Bowdoin has long been dedicated to providing opportunity for students who ought to be here regardless of their ability to afford this form of education.
A few weeks ago, the College hosted a luncheon for alumni and friends who currently support students at Bowdoin through their gifts of financial aid. Many of these alumni have a heartfelt appreciation for the importance of this aid because they themselves came to Bowdoin only through the generosity of others.
This generosity should never be confused with charity. I can’t emphasize that point enough. Financial aid is not charity. It is an investment in the lives of future leaders. It is an investment in our society.
Many Bowdoin alumni – champions of industry, of the professions, of non-profits – received aid that allowed them to attend and earn a degree from Bowdoin. Some of these are national leaders. Many are leaders in their communities and in their chosen professions. One of them is the president of this College.
The issue of access is only growing more complex for Bowdoin. Each year a larger and larger number of our applicants seek financial aid.
Bowdoin is need-blind. That is, we admit students of great promise without regard for their ability to pay. Moreover, we meet the need of these students for the entire four years. It’s expensive, but we are proud of this practice and we see it as vitally important to the College.
When we surveyed the landscape here a decade ago, it was clear that our facilities were in need of expansion and improvement.

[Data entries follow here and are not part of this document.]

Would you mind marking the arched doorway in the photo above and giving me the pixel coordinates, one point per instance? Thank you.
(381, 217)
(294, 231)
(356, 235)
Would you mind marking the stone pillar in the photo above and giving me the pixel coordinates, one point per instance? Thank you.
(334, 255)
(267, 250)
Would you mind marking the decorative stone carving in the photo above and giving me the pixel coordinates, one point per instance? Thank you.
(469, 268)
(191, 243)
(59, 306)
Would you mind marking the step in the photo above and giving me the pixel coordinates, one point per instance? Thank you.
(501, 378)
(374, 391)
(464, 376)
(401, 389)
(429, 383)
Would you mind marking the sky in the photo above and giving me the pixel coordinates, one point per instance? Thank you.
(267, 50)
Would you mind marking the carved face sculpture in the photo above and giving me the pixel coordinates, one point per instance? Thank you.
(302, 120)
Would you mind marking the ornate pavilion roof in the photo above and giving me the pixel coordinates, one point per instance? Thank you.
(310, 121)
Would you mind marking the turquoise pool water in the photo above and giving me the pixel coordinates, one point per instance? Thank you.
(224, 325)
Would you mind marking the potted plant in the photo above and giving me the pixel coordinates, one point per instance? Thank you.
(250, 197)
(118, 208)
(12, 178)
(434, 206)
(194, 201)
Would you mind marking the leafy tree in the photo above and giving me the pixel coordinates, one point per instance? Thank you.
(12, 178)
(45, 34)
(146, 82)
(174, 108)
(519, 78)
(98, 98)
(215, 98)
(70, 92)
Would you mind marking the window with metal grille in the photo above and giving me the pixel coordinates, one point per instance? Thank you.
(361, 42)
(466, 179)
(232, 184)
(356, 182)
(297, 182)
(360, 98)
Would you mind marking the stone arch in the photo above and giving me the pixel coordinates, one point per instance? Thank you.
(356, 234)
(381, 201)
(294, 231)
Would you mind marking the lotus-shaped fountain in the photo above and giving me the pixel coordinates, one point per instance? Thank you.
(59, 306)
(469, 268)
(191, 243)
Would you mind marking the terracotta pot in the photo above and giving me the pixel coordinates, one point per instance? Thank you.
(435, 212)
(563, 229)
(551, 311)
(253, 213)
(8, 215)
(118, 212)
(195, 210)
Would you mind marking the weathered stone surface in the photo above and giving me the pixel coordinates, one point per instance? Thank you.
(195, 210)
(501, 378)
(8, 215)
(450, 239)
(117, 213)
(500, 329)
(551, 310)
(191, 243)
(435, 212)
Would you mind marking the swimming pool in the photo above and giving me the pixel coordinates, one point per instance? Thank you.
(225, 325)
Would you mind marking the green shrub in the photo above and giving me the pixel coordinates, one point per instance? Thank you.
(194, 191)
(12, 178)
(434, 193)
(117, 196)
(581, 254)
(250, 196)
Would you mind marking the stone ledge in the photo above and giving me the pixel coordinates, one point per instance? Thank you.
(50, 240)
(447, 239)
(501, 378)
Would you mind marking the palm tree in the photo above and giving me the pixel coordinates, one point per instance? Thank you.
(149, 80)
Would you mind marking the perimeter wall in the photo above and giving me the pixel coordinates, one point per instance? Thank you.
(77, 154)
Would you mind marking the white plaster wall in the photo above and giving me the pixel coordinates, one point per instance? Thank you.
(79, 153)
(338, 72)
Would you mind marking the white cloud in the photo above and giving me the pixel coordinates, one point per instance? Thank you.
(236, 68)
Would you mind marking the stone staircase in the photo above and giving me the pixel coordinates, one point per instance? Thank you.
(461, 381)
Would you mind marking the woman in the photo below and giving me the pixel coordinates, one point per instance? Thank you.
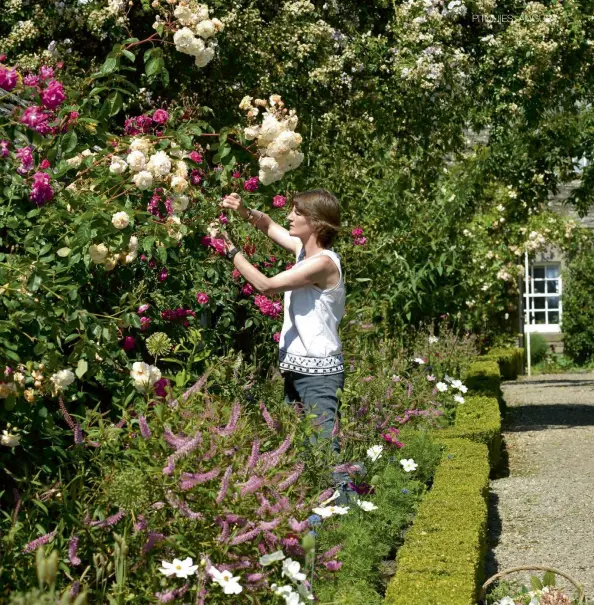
(310, 350)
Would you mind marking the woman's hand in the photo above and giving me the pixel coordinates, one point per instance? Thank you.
(234, 202)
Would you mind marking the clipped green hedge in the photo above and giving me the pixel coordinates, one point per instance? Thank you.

We took up the challenge and devoted ourselves and our resources to the task of upgrading our science and performance facilities, improving our social and dining spaces, and building new dormitories. The scope of this work was truly impressive and the results are lasting.

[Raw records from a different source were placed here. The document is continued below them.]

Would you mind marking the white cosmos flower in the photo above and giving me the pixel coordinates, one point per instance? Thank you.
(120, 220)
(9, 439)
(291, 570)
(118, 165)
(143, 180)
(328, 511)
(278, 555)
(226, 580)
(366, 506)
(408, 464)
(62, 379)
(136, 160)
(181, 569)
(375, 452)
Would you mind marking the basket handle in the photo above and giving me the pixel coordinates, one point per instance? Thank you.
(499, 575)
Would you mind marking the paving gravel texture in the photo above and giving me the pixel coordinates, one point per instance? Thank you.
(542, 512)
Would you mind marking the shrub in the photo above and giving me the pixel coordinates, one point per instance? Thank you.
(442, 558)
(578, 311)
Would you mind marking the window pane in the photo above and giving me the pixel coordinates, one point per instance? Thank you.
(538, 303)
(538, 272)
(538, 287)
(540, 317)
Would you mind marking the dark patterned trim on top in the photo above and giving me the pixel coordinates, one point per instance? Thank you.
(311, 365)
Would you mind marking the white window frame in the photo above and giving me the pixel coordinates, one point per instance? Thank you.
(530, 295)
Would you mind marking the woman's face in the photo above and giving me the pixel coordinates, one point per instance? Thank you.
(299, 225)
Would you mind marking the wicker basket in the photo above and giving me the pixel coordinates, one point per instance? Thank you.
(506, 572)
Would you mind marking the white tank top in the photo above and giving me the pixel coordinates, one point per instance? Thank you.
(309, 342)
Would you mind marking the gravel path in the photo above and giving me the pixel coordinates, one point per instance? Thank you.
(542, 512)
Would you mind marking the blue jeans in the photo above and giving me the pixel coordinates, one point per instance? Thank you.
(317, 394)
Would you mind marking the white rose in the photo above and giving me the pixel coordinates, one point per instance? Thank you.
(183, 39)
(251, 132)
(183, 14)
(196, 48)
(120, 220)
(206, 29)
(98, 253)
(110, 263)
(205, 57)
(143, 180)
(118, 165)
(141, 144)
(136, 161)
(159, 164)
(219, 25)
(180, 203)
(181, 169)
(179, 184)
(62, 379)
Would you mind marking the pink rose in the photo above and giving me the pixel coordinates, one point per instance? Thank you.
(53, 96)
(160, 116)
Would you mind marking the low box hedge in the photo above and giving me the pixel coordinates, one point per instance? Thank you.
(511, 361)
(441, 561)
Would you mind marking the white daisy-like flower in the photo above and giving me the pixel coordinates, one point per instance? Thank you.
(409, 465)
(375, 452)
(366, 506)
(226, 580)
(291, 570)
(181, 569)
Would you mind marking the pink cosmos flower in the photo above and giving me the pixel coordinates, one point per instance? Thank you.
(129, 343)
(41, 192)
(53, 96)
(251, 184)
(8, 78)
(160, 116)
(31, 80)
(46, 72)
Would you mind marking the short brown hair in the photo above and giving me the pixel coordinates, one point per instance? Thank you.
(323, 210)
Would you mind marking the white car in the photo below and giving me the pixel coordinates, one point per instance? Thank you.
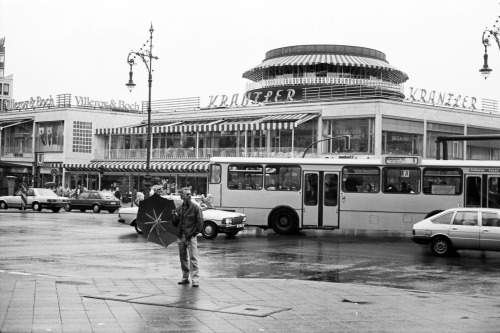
(215, 220)
(37, 199)
(460, 228)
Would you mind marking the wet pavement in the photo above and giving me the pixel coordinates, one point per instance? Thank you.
(84, 272)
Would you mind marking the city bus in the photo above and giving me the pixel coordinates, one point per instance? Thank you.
(390, 193)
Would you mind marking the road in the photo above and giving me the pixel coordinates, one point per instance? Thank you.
(83, 245)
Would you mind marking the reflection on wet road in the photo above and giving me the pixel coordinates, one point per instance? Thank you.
(96, 245)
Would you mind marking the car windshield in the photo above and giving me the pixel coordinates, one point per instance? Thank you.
(46, 192)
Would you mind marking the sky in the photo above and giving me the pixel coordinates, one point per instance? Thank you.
(204, 46)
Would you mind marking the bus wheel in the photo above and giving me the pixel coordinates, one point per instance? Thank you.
(284, 222)
(434, 212)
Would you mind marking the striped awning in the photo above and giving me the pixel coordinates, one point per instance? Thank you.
(154, 166)
(282, 121)
(332, 59)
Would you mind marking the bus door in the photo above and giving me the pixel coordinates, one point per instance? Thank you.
(473, 191)
(320, 199)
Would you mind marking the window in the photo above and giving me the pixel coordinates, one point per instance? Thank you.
(491, 219)
(465, 218)
(401, 180)
(82, 137)
(244, 177)
(443, 219)
(215, 171)
(359, 179)
(282, 178)
(442, 181)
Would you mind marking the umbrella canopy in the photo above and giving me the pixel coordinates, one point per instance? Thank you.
(155, 219)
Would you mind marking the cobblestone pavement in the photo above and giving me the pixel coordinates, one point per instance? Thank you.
(39, 303)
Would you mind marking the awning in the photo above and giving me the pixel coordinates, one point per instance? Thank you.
(155, 166)
(332, 59)
(14, 122)
(281, 121)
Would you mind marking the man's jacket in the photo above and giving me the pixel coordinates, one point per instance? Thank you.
(193, 220)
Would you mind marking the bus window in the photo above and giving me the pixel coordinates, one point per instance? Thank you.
(401, 180)
(494, 192)
(244, 177)
(359, 179)
(331, 181)
(215, 173)
(311, 189)
(442, 181)
(282, 178)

As we look at Bowdoin today, we see before us another great challenge: to build the resources necessary to continue to support superior students with need. It is a challenge we must meet.
Each of us is proud of Bowdoin – that’s why we’re here today. And we seek for it a sustained future of excellence. We want it to endure as one of this nation’s truly great liberal arts colleges, and to continue its proud tradition of educating future leaders from all walks of life. These are high aspirations that can only be achieved – or exceeded – if we continue to attract the very best students and make a commitment together to bring them here.

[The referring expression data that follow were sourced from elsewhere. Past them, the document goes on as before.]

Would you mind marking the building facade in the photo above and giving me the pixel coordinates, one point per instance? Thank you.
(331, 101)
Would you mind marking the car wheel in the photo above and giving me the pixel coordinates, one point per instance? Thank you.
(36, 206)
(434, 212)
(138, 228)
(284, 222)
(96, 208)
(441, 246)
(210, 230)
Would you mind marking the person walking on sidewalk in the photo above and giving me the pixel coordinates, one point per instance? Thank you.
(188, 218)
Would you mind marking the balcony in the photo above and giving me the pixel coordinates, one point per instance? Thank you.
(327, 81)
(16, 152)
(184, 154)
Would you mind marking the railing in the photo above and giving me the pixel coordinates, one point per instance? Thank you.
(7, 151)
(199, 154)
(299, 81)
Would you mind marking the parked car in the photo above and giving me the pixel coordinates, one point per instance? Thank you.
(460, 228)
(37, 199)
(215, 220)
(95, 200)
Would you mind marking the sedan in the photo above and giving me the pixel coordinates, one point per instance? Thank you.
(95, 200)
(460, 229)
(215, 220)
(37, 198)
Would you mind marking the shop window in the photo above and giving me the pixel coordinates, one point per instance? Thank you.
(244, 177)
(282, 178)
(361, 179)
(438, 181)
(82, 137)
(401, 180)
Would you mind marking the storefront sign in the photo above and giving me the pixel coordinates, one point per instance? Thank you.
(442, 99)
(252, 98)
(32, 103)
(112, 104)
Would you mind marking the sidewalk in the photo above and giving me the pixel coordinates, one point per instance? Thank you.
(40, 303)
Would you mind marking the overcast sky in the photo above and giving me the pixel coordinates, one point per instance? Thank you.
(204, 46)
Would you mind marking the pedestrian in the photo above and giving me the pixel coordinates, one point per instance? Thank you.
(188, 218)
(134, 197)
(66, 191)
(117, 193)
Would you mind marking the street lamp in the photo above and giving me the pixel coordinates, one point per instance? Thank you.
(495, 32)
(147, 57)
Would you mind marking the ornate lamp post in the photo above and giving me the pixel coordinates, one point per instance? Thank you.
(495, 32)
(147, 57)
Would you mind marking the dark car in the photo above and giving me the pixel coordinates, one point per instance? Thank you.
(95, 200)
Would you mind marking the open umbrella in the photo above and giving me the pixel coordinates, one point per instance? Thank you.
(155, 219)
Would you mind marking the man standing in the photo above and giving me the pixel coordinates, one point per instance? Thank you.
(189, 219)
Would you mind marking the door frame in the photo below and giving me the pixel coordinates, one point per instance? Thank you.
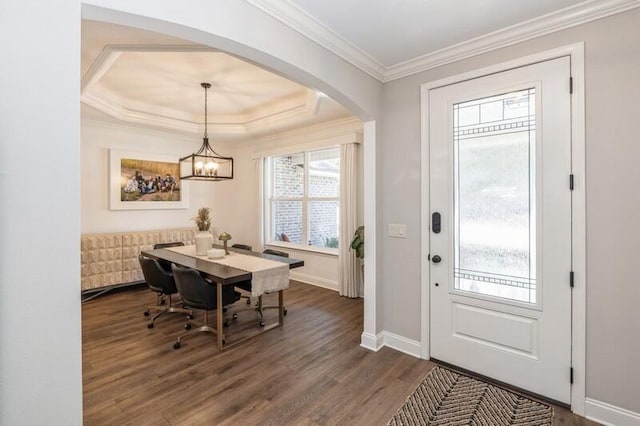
(578, 207)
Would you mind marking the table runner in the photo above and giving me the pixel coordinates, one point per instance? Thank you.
(268, 275)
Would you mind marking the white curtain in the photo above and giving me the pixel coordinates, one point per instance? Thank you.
(350, 271)
(259, 178)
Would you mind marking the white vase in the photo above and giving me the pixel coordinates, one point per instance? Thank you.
(204, 241)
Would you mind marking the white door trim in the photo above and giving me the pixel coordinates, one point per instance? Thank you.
(578, 207)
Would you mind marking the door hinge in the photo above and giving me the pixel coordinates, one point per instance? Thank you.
(570, 85)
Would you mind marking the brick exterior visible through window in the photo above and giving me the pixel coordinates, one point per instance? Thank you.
(303, 194)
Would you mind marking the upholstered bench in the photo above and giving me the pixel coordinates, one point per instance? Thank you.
(111, 259)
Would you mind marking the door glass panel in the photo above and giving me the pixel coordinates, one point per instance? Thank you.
(494, 196)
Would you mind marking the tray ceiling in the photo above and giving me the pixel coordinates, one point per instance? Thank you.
(142, 77)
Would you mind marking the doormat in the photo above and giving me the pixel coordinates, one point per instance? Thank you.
(448, 398)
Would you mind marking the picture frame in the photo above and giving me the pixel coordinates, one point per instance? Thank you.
(145, 181)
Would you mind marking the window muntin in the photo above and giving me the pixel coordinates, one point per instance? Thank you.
(302, 193)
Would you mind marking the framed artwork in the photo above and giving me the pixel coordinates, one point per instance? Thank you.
(145, 181)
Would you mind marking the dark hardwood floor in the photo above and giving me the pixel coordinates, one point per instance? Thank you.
(312, 371)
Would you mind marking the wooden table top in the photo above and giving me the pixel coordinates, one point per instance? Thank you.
(214, 271)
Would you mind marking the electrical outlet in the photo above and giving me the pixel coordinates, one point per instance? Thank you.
(397, 230)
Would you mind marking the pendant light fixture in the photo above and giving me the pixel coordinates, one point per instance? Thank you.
(206, 164)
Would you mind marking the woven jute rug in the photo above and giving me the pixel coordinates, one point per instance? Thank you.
(448, 398)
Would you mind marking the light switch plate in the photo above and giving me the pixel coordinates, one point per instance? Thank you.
(397, 230)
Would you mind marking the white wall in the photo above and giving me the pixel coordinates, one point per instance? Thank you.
(613, 199)
(40, 329)
(97, 139)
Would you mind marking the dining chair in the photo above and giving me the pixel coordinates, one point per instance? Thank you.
(162, 283)
(201, 294)
(243, 287)
(165, 264)
(246, 286)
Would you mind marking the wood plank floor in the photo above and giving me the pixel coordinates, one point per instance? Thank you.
(312, 371)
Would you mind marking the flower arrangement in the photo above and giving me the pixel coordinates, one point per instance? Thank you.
(203, 219)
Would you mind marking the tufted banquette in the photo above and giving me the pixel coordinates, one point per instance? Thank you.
(112, 258)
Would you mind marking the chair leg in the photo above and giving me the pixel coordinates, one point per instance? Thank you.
(264, 307)
(205, 328)
(164, 310)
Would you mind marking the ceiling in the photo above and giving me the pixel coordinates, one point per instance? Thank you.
(390, 39)
(396, 31)
(148, 78)
(144, 77)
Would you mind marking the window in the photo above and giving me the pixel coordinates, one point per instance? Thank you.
(302, 199)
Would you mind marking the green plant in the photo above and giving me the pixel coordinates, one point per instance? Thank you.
(358, 242)
(203, 219)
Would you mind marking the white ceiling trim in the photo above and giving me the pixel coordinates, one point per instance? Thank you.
(299, 20)
(536, 27)
(257, 120)
(111, 52)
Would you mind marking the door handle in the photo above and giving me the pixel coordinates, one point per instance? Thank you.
(435, 222)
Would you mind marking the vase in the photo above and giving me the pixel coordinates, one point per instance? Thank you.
(204, 241)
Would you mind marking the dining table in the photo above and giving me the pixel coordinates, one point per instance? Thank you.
(223, 272)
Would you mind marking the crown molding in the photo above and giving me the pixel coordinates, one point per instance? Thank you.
(300, 21)
(537, 27)
(305, 24)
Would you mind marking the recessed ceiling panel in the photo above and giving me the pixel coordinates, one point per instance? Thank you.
(171, 80)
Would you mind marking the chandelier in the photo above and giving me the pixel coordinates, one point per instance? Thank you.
(206, 164)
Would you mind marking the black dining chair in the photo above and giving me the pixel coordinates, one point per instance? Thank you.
(167, 265)
(163, 284)
(201, 294)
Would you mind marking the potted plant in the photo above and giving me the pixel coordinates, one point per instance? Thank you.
(204, 240)
(357, 243)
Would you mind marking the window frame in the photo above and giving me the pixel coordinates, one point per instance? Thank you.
(270, 199)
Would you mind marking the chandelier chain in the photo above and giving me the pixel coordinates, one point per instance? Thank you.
(206, 135)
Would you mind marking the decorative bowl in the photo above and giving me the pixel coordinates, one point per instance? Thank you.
(215, 253)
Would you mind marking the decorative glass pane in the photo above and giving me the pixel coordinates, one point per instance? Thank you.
(494, 197)
(287, 221)
(324, 173)
(323, 223)
(288, 176)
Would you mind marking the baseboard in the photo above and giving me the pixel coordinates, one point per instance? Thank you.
(402, 344)
(370, 341)
(609, 414)
(313, 280)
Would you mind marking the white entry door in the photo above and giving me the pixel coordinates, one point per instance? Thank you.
(500, 238)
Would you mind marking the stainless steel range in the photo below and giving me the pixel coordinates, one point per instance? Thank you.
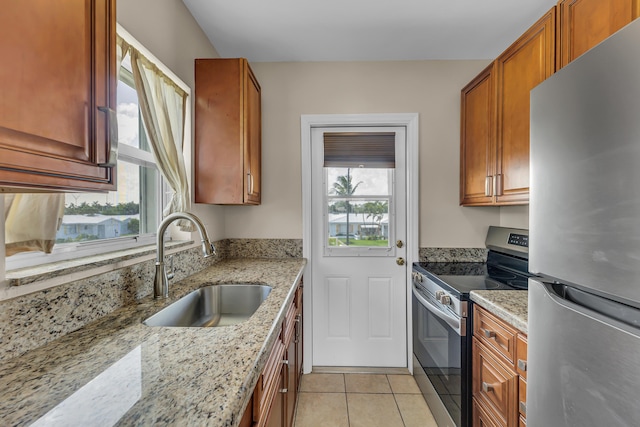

Having visited extensively with alumni this past year, I am proud to report that our alumni community continues to display the energy and determination that are required to achieve all that we want and expect for Bowdoin.
Colleges and universities across this country yearn to have an alumni group as talented, as generous, and as enthusiastic as this one. Bowdoin creates and nurtures a special relationship with its sons and daughters. We respect and value that relationship and look forward to building even stronger ties with each of you as we advance the mission of this wonderful college.
I share your love for Bowdoin and I am deeply grateful for your devotion and connection to it. Karen and I are glad to have you back on campus with us today, and we look forward to speaking with as many of you as we can this weekend, and to welcoming you again as many times in the future as you are able to return.
Now, enjoy the weekend. I hope you take time to tour the campus, visit with faculty and staff, and take pleasure in your classmates, family, and friends.
As you do so, I also hope you’ll revel in some nostalgia for Bowdoin’s past, take pride in the Bowdoin of today, and think about how we can all work together to shape an even stronger Bowdoin of tomorrow.